In India, the number of EdTech users is anticipated to jump 600% between 2016 and 2021; global EdTech social media networks Edmodo and Brainly have now grown to 87m and 150m active users respectively; educational app Kahoot!, which is also used globally and allows user-generated content, has been used by 830m people (with 50m active users per month).
What do EdTech companies need to do?
The question naturally arises of how EdTech companies will moderate content to satisfy the regulations.
While such interventions must be practical, we believe that responsible EdTech businesses should build the appropriate duty of care into their operations from the beginning – and if their business models do not allow for such safeguards, then the models need to be revised.
With so many new EdTech startups coming onto the scene each year – often with founders who come from technology rather than education backgrounds – companies need to be careful to ensure safeguarding and content monitoring are key concerns.
After all, reputation and trust are everything when it comes to schools choosing EdTech. This is why EdTech companies must also ensure from the beginning that they keep user data private, don’t use it for commercial purposes, and take the necessary measures to protect their platforms from any intrusion.
US EdTech inBloom – which had to shut down over a data privacy backlash from parents and school districts – serves as a cautionary tale.
How will regulation work?
There are other important questions raised by the UK government’s proposal that EdTech companies need to consider and be wary of.

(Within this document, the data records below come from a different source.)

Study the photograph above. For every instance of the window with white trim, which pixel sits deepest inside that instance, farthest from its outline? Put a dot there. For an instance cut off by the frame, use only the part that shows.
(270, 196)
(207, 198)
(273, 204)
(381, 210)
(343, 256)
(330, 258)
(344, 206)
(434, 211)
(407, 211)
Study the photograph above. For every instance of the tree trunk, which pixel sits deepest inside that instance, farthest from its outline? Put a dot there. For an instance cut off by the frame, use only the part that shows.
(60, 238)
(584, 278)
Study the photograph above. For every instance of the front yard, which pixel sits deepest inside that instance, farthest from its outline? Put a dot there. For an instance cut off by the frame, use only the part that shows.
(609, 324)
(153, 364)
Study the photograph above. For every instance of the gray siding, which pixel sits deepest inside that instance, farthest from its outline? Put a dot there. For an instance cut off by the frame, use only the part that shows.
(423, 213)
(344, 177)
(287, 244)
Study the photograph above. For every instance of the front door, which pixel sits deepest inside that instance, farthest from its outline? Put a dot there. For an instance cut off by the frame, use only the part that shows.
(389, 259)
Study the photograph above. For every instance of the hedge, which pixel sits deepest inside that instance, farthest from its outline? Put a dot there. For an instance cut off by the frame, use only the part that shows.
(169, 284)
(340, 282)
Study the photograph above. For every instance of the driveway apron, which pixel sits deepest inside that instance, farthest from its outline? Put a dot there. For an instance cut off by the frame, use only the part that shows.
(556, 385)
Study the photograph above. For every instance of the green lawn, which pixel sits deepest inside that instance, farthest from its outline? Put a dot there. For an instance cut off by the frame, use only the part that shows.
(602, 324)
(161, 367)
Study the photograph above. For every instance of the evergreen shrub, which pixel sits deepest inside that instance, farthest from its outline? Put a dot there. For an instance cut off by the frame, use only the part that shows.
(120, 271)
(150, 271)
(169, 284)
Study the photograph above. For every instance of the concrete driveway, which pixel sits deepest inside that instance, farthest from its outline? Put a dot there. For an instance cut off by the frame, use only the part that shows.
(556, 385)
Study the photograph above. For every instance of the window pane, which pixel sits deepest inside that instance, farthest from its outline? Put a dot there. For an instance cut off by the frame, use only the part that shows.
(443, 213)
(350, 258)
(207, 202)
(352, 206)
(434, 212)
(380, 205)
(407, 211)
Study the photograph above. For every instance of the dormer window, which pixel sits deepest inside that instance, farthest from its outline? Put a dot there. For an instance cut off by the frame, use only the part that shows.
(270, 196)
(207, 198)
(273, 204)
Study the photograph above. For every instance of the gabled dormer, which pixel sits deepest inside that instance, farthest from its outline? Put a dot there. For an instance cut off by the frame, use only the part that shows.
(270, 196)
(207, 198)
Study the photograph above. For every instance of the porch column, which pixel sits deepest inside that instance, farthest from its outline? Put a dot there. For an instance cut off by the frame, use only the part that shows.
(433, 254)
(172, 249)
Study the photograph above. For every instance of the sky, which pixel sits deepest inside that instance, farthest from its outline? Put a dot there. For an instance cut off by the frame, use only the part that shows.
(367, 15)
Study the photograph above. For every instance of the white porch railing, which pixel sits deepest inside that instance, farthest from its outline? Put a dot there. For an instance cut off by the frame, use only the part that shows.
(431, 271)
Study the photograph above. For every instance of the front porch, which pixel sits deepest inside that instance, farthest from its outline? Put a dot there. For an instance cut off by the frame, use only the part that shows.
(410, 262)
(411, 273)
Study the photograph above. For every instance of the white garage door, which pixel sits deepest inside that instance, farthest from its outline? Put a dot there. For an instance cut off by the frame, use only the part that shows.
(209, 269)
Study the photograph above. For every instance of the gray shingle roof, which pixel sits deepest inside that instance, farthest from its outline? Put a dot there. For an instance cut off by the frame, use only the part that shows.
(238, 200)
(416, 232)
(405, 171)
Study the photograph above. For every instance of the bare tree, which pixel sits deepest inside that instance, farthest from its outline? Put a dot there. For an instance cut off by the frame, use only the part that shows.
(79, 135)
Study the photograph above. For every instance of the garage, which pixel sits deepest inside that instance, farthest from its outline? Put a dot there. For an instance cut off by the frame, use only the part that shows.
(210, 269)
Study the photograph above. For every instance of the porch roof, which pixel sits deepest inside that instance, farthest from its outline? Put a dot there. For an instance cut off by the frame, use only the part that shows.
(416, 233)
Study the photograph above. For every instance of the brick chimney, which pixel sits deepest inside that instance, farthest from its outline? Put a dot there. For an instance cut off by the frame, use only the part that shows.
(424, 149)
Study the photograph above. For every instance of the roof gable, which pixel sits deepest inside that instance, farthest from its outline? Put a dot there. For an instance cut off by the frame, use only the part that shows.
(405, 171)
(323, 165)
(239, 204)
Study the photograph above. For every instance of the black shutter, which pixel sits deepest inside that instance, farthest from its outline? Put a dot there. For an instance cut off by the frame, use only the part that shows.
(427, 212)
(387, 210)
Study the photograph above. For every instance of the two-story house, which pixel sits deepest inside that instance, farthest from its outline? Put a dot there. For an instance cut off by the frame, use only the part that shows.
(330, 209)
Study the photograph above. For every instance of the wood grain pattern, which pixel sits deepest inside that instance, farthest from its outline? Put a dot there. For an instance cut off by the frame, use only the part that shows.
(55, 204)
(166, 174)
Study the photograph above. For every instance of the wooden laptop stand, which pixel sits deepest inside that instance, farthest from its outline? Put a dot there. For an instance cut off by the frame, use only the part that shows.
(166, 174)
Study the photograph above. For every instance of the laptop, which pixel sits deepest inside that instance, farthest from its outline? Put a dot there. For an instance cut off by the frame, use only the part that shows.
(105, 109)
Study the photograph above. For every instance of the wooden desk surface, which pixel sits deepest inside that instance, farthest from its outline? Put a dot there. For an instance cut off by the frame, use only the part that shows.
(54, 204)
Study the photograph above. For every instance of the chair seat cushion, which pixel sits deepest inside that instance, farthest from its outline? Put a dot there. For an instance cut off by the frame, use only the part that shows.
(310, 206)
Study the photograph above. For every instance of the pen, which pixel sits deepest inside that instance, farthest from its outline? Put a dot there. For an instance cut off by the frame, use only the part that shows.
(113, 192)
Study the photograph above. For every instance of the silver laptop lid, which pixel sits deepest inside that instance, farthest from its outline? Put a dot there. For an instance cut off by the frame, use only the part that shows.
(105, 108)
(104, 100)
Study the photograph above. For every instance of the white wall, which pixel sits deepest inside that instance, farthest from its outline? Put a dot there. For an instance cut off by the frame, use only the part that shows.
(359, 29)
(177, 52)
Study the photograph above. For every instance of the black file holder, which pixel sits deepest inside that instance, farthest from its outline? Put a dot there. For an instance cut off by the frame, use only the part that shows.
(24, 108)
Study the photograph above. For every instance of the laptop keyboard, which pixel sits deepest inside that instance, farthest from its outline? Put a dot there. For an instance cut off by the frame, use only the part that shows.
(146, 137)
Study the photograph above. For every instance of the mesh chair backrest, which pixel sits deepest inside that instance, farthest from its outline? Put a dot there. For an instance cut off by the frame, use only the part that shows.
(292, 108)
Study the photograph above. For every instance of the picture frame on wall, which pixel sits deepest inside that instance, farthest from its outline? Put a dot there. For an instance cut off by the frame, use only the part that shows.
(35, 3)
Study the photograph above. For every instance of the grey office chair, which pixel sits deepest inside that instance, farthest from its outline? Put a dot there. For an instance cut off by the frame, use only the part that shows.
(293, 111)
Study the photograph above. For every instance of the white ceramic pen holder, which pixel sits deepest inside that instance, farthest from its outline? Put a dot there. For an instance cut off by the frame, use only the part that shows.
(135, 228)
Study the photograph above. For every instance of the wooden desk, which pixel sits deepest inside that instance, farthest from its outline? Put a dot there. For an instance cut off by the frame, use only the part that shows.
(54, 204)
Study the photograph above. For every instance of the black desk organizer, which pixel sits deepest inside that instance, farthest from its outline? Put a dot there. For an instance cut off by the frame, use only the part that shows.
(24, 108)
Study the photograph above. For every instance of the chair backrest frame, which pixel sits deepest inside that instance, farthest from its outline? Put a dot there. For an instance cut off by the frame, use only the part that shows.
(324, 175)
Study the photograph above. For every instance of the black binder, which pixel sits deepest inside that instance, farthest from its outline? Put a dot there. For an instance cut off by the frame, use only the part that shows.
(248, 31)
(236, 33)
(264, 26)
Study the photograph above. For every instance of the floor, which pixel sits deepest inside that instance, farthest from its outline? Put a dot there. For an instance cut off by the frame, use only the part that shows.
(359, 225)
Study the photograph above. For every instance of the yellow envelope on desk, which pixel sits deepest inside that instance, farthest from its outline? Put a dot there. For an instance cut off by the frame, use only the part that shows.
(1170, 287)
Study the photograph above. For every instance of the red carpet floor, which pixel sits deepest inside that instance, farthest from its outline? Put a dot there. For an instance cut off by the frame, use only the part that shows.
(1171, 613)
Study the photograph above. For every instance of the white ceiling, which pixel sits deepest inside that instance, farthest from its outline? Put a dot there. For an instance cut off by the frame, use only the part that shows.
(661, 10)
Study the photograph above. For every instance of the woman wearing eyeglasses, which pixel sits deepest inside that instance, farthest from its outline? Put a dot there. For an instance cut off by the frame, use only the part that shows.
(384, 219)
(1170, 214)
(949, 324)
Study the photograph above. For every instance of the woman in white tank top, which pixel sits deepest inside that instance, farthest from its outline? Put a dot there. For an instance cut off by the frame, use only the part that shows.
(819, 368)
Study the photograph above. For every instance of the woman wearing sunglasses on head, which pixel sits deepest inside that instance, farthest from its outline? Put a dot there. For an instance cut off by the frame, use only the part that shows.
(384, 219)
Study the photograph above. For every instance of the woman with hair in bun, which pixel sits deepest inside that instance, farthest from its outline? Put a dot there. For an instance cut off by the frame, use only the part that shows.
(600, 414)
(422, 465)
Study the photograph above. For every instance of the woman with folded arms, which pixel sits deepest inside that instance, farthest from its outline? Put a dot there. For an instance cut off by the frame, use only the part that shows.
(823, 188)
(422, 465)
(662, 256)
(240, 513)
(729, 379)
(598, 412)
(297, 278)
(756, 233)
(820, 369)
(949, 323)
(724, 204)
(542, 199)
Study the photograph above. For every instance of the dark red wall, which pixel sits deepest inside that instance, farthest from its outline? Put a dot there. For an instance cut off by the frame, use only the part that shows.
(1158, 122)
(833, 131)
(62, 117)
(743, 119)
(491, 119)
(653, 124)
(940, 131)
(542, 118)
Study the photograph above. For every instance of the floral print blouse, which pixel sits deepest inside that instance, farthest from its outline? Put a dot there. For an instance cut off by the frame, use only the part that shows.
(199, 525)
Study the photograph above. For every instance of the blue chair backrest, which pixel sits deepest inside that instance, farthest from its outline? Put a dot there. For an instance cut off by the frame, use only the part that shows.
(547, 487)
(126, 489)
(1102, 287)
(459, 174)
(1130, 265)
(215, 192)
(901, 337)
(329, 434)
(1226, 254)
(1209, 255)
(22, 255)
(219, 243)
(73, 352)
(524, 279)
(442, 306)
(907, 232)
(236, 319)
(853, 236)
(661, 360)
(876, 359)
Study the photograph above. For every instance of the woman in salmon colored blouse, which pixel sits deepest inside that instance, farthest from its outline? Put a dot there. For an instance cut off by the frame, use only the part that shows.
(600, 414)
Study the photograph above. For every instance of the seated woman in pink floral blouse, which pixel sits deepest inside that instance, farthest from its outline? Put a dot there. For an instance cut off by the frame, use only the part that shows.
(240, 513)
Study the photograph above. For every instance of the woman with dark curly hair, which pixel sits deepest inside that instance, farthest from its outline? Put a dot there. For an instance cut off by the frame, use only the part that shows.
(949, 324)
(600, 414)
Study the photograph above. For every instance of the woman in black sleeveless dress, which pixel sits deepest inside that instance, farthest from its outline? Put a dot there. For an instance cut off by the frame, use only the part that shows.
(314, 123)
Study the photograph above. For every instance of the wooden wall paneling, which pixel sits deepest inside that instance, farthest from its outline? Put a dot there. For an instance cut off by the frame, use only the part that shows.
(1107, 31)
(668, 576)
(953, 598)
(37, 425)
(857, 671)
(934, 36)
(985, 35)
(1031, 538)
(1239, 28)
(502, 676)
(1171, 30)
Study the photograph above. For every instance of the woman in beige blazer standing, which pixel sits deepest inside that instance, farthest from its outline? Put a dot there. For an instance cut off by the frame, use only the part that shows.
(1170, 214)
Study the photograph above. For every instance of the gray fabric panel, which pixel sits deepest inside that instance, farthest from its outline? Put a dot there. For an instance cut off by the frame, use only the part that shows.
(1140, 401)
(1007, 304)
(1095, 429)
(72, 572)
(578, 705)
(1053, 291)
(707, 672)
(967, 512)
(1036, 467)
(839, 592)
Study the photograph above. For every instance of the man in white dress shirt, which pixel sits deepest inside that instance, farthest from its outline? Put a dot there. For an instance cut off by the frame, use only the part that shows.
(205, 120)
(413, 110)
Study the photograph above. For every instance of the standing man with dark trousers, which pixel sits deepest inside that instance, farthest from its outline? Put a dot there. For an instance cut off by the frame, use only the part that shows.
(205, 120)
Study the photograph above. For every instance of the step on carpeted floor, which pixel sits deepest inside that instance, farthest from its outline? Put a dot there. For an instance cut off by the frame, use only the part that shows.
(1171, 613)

It is in the nature of the Internet to extend across political borders, so will EdTech platforms hosted in Ireland or the Netherlands be covered by the regulations as long as they have UK users?
If not, won’t companies just register or host elsewhere? A regulator that ensures companies’ compliance with future-proofed standards may make the UK an attractive place to start or invest in a digital business – but equally, we should be cautious about how regulation might affect innovation.
And what safeguards will prevent the regulator, once created, having its scope and remit widened in the future – and exerting more control over the industry than promised?
Nonetheless, we should remember that while an online regulator could be a welcome development, it shouldn’t reduce EdTech companies to passive compliance.
A truly safe online world will only come when companies proactively build these concerns into their business – and think about their users with as much care as they do their venture funding or IPOs.
And schools should make sure the EdTech they use in the future ticks all these boxes. As we have seen over the past few months, this is crucial for schools who are rushing to find EdTech solutions to mitigate against school closures during the pandemic. The race to digitise must also factor in the safety of their users.